Sinwan MZ, salah satu pengurus FPK Kabupaten Bogor, kami menolak keputusan yang di buat pada tanggal 27 pebuari, musda yang diadakan tidak sesuai dengan undangan yang di sebar. Musda terkesan dipaksakan dan ketua di todong untuk menyetujui musda dadakan
“ Karena itu hari ini di acara buka bersama para pengurus FPK yang mewakili etnis masing-masing suku, saya mengajak teman-teman pengurus untuk meninjau dan memusyarahkan kembali keberlangsungan FPK Kab. Bogor kedepan,” ucapnya.
Sekretaris FPK, Nur Amin SH, menceritakan kronologis kejadian pada saat musda dadakan, kemudian menyerahkan keputusan kepada forum yang di hadiri oleh etnis suku pengurus FPK.
“ Kami sudah menyampaikan surat penolakan secara resmi kepada pihak terkait, sekarang bagaimana menurut teman-teman perwakilan etnis tentang kejadian tersebut?” imbuhnya.
Drs.
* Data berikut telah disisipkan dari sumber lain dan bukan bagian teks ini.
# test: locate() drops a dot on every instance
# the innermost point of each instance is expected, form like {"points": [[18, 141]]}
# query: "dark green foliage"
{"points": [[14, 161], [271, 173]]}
Edrizal utusan etnis minang dalam sambutannya menyampaikan, Saya memohon maaf kalau selama ini belum aktif dalam kegiatan FPK, tetapi saya orang pertama yang mengusulkan TB Enung sebagai calon Ketua FPK di periode berikutnya, boleh ditanyakan kepada semua yang hadir pada acara tanggal 27 kemarin, semoga FPK selanjutnya bisa berkembang lebih baik lagi”.
Albert, perwakilan etnis suku Toraja, menambahkan , “Kami menolak keputusan itu, dan tetap percaya dibawah kepemimpinan TB Enung FPK akan terus berkembang, kami tetap memilih TB Enung sebagai ketua periode selanjutnya.
Ari Ambon menambahkan “ menyelenggarakan Musda itu ada mekanismenya bukan dadakan, kita ini organisasi plat merah di bawah kepemimpinan pemerintah resmi, masa tidak tahu cara mengadakan musda, dan yang hadir siapa saja, mewakili setiap etnis tidak? itu kan judulnya silaturahmi bukan musda, kita sudah mengajukan penolakan atas keputusan itu, dan kami tetap mendukung TB Enung sebagai Ketua selanjutnya”.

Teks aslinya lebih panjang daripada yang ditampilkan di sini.